Validation of the nomogram

1000 bootstrap were performed for validation. Calibration diagrams were created with the marginal estimate versus model average predictive probability. The predictions should fall on a 45-degree diagonal line in a perfectly calibrated model. An index of probability of concordance (C-index) between predicted probability and actual outcome was calculated to evaluate the predicting ability and discrimination of the model [27]. The value of the C-index ranges from 0.5 to 1.0, with 0.5 indicating random chance and 1.0 indicating a perfectly corrected discrimination.

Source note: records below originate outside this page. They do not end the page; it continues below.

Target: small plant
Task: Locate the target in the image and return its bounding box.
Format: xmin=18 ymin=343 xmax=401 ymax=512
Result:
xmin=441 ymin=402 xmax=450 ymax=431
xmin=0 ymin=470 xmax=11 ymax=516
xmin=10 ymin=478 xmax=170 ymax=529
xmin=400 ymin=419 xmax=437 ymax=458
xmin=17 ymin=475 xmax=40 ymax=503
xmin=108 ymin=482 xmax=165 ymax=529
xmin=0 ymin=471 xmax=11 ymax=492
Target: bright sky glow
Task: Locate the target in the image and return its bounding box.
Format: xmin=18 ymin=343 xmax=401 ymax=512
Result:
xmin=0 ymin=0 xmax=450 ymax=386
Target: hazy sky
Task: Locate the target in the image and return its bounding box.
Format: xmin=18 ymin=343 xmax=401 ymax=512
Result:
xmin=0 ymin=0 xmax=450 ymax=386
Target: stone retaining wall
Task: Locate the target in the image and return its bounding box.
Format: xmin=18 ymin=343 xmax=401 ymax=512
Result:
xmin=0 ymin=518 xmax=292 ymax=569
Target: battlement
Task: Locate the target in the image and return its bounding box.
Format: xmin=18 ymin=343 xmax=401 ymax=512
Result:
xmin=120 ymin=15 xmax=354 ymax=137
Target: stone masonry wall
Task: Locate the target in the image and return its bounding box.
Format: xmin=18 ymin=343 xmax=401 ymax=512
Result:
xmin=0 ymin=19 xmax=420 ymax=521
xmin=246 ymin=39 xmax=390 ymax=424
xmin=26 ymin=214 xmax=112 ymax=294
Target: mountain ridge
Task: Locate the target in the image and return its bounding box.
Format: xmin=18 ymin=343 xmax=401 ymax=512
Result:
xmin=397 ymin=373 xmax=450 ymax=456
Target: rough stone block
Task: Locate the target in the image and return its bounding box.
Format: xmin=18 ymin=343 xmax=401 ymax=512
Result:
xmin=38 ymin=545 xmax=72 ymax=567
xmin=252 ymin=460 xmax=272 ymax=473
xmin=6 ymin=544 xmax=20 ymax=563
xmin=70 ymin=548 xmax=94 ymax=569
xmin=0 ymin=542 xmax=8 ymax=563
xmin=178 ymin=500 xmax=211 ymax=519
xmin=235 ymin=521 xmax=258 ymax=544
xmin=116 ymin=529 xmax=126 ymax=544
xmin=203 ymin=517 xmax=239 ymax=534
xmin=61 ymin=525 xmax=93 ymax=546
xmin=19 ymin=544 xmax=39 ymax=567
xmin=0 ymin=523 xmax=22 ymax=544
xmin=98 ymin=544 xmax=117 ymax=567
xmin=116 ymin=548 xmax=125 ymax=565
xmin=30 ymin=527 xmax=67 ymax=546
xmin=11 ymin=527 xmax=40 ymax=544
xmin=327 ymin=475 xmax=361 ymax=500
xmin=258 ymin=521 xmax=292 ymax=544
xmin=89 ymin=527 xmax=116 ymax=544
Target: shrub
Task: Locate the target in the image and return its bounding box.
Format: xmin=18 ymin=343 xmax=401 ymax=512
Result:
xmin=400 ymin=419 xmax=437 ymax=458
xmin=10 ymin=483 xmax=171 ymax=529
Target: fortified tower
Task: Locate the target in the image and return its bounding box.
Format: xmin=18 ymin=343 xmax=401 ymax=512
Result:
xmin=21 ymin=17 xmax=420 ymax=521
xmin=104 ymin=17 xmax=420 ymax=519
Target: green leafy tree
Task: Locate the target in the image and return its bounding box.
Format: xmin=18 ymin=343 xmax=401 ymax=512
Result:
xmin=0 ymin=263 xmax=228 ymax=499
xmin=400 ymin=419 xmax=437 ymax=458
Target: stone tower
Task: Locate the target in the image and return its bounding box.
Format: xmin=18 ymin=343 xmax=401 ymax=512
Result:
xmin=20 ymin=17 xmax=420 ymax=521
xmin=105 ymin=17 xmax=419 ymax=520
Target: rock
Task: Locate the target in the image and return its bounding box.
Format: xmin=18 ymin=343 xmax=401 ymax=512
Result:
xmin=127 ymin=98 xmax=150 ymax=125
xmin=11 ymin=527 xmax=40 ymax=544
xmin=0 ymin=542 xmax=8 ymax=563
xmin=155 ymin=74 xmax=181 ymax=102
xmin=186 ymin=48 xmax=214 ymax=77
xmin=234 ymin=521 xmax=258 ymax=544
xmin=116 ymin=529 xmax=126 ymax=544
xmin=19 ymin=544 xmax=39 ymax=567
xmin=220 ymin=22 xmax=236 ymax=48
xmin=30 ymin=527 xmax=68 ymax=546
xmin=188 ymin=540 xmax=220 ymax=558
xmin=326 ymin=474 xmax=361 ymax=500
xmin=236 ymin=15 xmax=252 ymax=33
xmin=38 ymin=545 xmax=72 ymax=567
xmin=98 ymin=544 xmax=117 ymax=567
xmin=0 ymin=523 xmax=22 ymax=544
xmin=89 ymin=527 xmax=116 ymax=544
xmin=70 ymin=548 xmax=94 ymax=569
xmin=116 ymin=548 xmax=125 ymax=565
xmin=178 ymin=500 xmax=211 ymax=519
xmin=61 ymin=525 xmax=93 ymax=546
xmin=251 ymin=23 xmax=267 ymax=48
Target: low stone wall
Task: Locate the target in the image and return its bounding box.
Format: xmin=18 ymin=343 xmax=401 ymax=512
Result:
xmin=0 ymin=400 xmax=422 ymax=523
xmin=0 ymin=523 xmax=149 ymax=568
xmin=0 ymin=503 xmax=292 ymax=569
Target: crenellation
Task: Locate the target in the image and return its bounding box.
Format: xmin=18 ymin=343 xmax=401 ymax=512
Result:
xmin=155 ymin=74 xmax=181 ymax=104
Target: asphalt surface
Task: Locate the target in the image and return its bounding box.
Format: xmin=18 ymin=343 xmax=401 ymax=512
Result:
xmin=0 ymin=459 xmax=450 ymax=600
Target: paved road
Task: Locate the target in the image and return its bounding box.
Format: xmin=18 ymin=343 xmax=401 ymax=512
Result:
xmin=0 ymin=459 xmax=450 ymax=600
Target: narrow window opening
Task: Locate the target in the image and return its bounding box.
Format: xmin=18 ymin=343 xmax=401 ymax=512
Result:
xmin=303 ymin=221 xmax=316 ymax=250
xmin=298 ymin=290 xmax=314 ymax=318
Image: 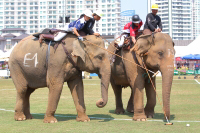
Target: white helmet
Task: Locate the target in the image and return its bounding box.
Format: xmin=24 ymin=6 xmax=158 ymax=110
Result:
xmin=94 ymin=10 xmax=103 ymax=17
xmin=84 ymin=9 xmax=92 ymax=18
xmin=122 ymin=29 xmax=130 ymax=33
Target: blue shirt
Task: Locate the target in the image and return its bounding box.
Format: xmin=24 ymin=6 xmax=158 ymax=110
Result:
xmin=69 ymin=17 xmax=86 ymax=31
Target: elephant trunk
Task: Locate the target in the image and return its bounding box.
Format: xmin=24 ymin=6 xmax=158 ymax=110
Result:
xmin=96 ymin=60 xmax=111 ymax=108
xmin=160 ymin=65 xmax=174 ymax=120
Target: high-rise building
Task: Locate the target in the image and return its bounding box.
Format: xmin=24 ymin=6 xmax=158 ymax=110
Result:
xmin=192 ymin=0 xmax=200 ymax=39
xmin=148 ymin=0 xmax=193 ymax=40
xmin=0 ymin=0 xmax=121 ymax=35
xmin=121 ymin=10 xmax=135 ymax=29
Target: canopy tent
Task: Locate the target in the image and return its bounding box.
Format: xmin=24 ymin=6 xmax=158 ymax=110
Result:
xmin=0 ymin=43 xmax=17 ymax=61
xmin=174 ymin=36 xmax=200 ymax=57
xmin=182 ymin=54 xmax=200 ymax=60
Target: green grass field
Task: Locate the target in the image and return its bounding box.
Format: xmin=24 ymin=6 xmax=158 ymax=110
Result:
xmin=0 ymin=76 xmax=200 ymax=133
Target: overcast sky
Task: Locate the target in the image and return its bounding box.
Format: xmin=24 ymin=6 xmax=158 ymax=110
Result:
xmin=121 ymin=0 xmax=147 ymax=24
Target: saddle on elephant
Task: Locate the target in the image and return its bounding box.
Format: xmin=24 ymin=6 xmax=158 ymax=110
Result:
xmin=33 ymin=28 xmax=67 ymax=43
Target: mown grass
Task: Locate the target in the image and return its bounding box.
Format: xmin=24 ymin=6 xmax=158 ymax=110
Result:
xmin=0 ymin=76 xmax=200 ymax=133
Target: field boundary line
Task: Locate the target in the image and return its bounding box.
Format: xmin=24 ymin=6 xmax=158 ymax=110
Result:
xmin=0 ymin=108 xmax=200 ymax=122
xmin=195 ymin=79 xmax=200 ymax=84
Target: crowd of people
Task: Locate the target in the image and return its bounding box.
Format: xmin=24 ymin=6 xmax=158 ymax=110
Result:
xmin=39 ymin=4 xmax=162 ymax=45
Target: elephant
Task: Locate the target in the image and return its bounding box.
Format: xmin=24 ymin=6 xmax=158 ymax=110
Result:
xmin=108 ymin=33 xmax=175 ymax=121
xmin=9 ymin=33 xmax=111 ymax=123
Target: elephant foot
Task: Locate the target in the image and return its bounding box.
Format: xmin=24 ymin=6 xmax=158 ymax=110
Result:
xmin=126 ymin=105 xmax=134 ymax=113
xmin=14 ymin=113 xmax=26 ymax=121
xmin=115 ymin=108 xmax=125 ymax=114
xmin=145 ymin=109 xmax=154 ymax=118
xmin=43 ymin=116 xmax=58 ymax=123
xmin=26 ymin=114 xmax=33 ymax=119
xmin=133 ymin=114 xmax=147 ymax=121
xmin=76 ymin=115 xmax=90 ymax=122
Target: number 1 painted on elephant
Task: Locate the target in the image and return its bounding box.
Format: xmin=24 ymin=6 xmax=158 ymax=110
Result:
xmin=24 ymin=53 xmax=38 ymax=67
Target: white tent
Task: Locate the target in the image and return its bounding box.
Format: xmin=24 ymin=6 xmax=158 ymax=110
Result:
xmin=174 ymin=36 xmax=200 ymax=57
xmin=185 ymin=36 xmax=200 ymax=55
xmin=0 ymin=50 xmax=4 ymax=56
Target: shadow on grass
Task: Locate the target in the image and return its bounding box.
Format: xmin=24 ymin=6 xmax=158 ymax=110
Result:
xmin=109 ymin=110 xmax=175 ymax=121
xmin=153 ymin=113 xmax=175 ymax=120
xmin=32 ymin=114 xmax=114 ymax=122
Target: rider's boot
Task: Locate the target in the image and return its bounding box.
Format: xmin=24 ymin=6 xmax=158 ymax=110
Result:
xmin=39 ymin=34 xmax=54 ymax=43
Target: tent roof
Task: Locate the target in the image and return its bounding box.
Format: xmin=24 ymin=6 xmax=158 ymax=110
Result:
xmin=0 ymin=36 xmax=6 ymax=41
xmin=3 ymin=33 xmax=15 ymax=37
xmin=0 ymin=28 xmax=26 ymax=31
xmin=12 ymin=34 xmax=29 ymax=40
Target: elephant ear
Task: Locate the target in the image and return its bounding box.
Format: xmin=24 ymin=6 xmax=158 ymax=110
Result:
xmin=133 ymin=35 xmax=152 ymax=56
xmin=72 ymin=39 xmax=85 ymax=63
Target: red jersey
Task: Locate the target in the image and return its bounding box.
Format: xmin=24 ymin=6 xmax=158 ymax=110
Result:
xmin=124 ymin=21 xmax=143 ymax=37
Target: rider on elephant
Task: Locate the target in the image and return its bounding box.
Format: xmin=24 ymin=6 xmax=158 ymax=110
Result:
xmin=143 ymin=4 xmax=162 ymax=35
xmin=79 ymin=10 xmax=103 ymax=36
xmin=111 ymin=15 xmax=143 ymax=62
xmin=115 ymin=15 xmax=143 ymax=48
xmin=39 ymin=10 xmax=92 ymax=43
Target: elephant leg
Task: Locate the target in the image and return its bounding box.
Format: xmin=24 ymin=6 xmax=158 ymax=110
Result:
xmin=126 ymin=87 xmax=134 ymax=113
xmin=144 ymin=78 xmax=156 ymax=118
xmin=67 ymin=74 xmax=90 ymax=122
xmin=24 ymin=87 xmax=35 ymax=119
xmin=12 ymin=74 xmax=27 ymax=121
xmin=132 ymin=80 xmax=146 ymax=121
xmin=44 ymin=79 xmax=63 ymax=123
xmin=111 ymin=78 xmax=125 ymax=114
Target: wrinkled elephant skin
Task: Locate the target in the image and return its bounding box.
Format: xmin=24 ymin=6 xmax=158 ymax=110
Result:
xmin=108 ymin=33 xmax=175 ymax=121
xmin=9 ymin=34 xmax=111 ymax=123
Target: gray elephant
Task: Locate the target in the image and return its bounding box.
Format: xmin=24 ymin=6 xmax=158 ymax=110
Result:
xmin=108 ymin=33 xmax=175 ymax=121
xmin=9 ymin=34 xmax=111 ymax=123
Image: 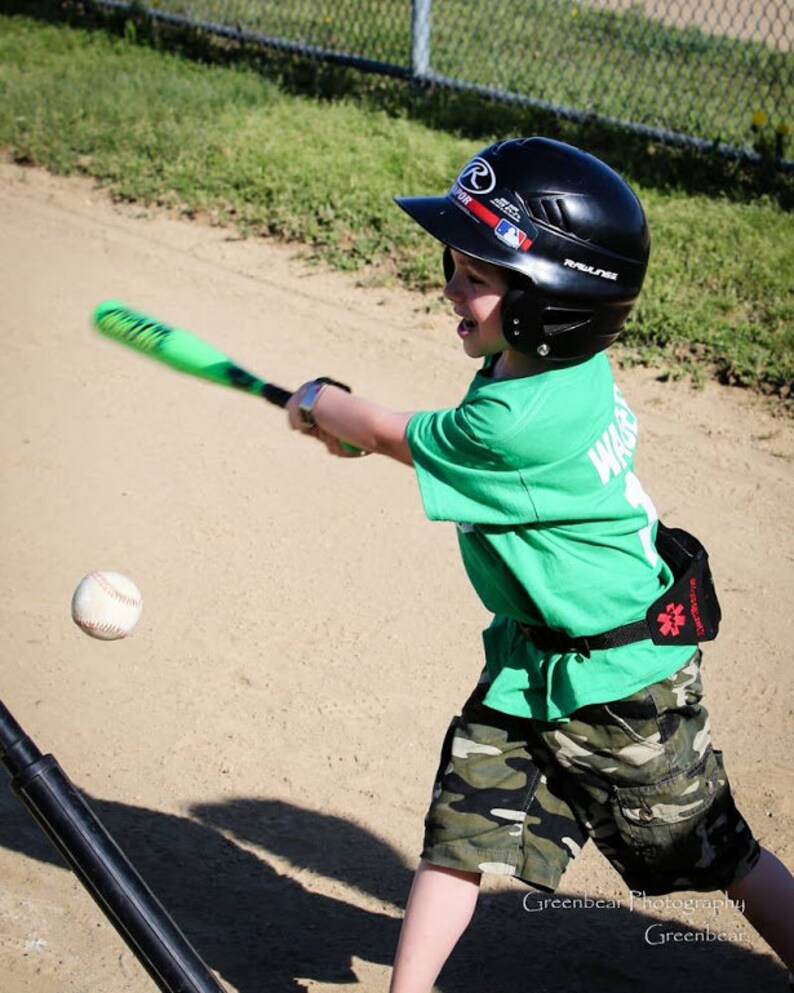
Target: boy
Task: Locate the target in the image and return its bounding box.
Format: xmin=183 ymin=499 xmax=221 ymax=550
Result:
xmin=288 ymin=138 xmax=794 ymax=993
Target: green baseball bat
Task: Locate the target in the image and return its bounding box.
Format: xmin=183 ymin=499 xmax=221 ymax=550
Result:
xmin=93 ymin=300 xmax=292 ymax=407
xmin=93 ymin=300 xmax=361 ymax=454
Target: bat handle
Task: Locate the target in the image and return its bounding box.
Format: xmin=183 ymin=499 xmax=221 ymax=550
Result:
xmin=262 ymin=383 xmax=292 ymax=407
xmin=262 ymin=377 xmax=363 ymax=455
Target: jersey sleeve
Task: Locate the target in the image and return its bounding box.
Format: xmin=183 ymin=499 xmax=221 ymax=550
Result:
xmin=407 ymin=400 xmax=537 ymax=525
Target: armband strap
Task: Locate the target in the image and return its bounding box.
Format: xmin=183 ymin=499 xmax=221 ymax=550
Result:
xmin=298 ymin=376 xmax=351 ymax=428
xmin=516 ymin=521 xmax=722 ymax=658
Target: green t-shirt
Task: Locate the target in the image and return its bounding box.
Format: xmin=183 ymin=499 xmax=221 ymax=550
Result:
xmin=408 ymin=352 xmax=693 ymax=721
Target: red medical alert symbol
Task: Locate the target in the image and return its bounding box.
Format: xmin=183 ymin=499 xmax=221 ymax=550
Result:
xmin=656 ymin=603 xmax=686 ymax=638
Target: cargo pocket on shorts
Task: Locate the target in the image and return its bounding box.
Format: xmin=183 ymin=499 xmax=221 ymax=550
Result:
xmin=613 ymin=748 xmax=724 ymax=876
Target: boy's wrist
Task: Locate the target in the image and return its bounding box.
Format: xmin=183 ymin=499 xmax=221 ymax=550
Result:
xmin=298 ymin=376 xmax=351 ymax=428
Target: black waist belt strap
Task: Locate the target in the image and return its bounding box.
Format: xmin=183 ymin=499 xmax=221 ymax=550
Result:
xmin=516 ymin=521 xmax=722 ymax=658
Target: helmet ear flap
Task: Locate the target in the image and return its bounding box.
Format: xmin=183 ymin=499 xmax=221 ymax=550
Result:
xmin=502 ymin=287 xmax=592 ymax=362
xmin=502 ymin=288 xmax=548 ymax=355
xmin=441 ymin=245 xmax=455 ymax=283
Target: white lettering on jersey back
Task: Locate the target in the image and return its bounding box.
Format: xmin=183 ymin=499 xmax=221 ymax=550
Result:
xmin=587 ymin=386 xmax=637 ymax=486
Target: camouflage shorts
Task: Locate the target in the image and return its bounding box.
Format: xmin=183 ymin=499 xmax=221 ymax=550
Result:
xmin=422 ymin=652 xmax=759 ymax=894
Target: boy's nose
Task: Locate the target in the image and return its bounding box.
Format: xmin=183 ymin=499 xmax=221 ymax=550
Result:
xmin=441 ymin=276 xmax=463 ymax=300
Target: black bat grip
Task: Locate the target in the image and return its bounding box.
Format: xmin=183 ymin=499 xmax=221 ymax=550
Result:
xmin=262 ymin=383 xmax=292 ymax=407
xmin=0 ymin=703 xmax=229 ymax=993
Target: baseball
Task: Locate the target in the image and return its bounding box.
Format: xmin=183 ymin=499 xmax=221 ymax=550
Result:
xmin=72 ymin=572 xmax=143 ymax=641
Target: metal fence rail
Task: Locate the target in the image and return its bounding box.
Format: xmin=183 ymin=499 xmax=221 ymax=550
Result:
xmin=91 ymin=0 xmax=794 ymax=171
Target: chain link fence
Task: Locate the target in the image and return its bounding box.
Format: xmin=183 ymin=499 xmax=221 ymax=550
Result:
xmin=91 ymin=0 xmax=794 ymax=171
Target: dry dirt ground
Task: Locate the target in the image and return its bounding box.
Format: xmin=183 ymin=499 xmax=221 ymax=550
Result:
xmin=0 ymin=165 xmax=794 ymax=993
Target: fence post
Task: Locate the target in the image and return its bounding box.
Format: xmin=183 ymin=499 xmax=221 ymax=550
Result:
xmin=411 ymin=0 xmax=433 ymax=79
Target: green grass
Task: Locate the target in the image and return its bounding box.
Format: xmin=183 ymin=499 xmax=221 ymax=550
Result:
xmin=139 ymin=0 xmax=794 ymax=147
xmin=0 ymin=17 xmax=794 ymax=396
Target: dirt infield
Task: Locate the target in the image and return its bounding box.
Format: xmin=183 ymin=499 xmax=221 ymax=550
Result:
xmin=584 ymin=0 xmax=794 ymax=52
xmin=0 ymin=165 xmax=794 ymax=993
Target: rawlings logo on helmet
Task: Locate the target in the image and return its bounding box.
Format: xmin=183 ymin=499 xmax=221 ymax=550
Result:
xmin=457 ymin=155 xmax=496 ymax=195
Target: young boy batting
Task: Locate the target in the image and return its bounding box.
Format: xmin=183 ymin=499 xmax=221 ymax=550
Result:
xmin=288 ymin=138 xmax=794 ymax=993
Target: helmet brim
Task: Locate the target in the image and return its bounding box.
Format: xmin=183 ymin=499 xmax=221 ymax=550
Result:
xmin=394 ymin=196 xmax=530 ymax=276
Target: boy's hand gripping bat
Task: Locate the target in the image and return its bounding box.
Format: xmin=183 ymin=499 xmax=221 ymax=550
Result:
xmin=93 ymin=300 xmax=360 ymax=454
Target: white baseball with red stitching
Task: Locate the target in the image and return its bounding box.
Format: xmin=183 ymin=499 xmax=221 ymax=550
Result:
xmin=72 ymin=572 xmax=143 ymax=641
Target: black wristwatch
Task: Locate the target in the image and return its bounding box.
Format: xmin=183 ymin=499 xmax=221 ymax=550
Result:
xmin=298 ymin=376 xmax=352 ymax=428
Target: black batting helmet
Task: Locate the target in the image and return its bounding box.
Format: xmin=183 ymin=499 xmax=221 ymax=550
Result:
xmin=395 ymin=138 xmax=650 ymax=362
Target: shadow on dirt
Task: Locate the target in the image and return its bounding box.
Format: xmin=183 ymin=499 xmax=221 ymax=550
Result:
xmin=0 ymin=790 xmax=786 ymax=993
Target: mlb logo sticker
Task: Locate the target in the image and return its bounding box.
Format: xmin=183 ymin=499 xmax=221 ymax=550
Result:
xmin=494 ymin=217 xmax=527 ymax=249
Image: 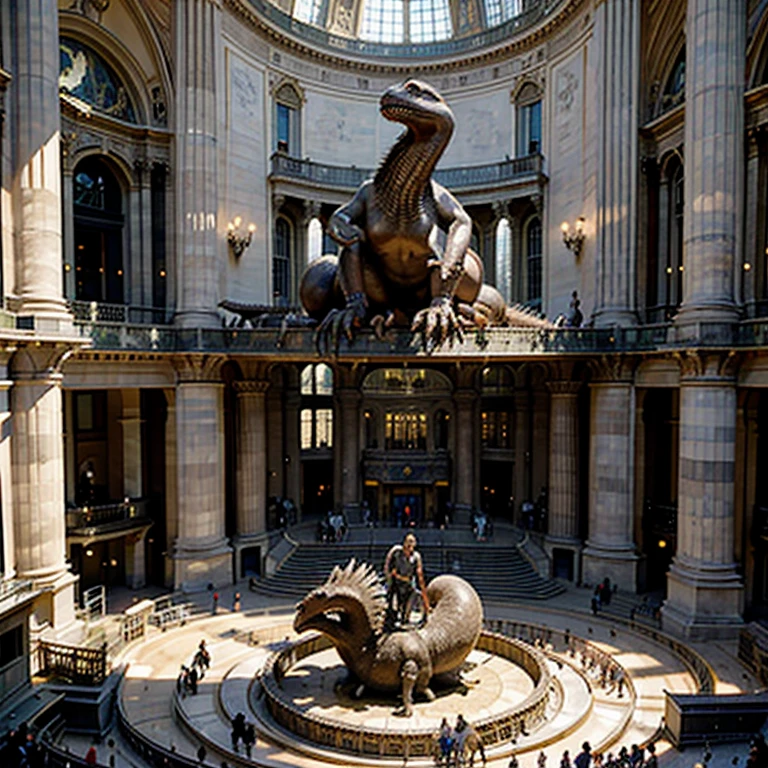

Statistical analysis was performed using SPSS 19.0 (SPSS, Chicago, IL, USA) and R version 3.3.0 software (Institute for Statistics and Mathematics, Vienna, Austria; www.r-project.org). The “rms” R library by Harrell (cran.r-project.org/web/packages/rms) was used to construct survival models [28]. P value less than 0.05 were considered statistically significant.

ACKNOWLEDGMENTS

This work was supported by the National Natural Science Foundation of China (Grant No. 81560423), the Science and Technology Project of Guangdong Province (2015B050501005; 2014B050504004) and the Science and Technology Project of Xinjiang Autonomous Region.

CONFLICTS OF INTEREST

All authors claim that there are no conflicts of interest.